Storage on HPC#

HOME directory#

When you login to ARC3 or ARC4 you automatically start in your HOME directory. Your HOME directory is backed up weekly and is shared across both HPC systems. Your HOME directory has a quota of 10GB which is not a lot of space. Exceeding your quota can result in errors and job failures.

Check HOME directory usage with the quota command:

$ quota -s
Disk quotas for user exuser:
     Filesystem   space   quota   limit   grace   files   quota   limit   grace
nas-ufaservn1:/export/home/home01
                  7897M  10240M  11264M           25194       0       0

The -s argument provides a more human readable output. The example output shows that exuser has used 7897MB (7.9GB) of space, the quota is 10240MB (10GB), the hard limit is 11264MB (11GB) and there are 25194 files.

/nobackup#

Each HPC system has a different /nobackup directory. /nobackup is constructed using the Lustre parallel filesystem. ARC3 has ~836TB at 4GB/s and ARC4 has ~1.2PB at 11GB/s. ARC3 has 3191616896 (3191 Million) Inodes, ARC4 has 936379680 (936 Million) Inodes. Each file and directory requires an Inode.
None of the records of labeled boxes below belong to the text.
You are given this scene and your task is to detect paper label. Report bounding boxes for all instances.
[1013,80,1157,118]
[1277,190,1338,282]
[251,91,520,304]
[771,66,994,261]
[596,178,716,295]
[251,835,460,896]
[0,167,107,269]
Only a small fraction of the storage capacity and Inodes is generally available for any job/user.

Some commonly used input data used by groups of users are stored on /nobackup.

Users should only store data needed for current projects and processing on /nobackup. If you estimate and intend to use more than 1 TerraByte of filespace on /nobackup on ARC3 or ARC4 and/or use more than 1 Million Inodes, please liaise with the RSE team and your supervisor before staging your jobs (data tranfer and submitting to the scheduler). In general, please liaise with your supervisor about your HPC data management, processing and transfer.

Whilst the file system works more efficiently with fewer numbers of files and with plenty of capacity (more then 30% available), it can also be costly to have a lot of data transfer to/from /nobackup.

On the HPC systems, processing workflows are more efficient if they use fewer numbers of larger files rather than larger numbers of smaller files. Creating, storing and reading large numbers of files on /nobackup can be problematic, so you are encouraged to develop processing workflows that only create, store and read small numbers of files.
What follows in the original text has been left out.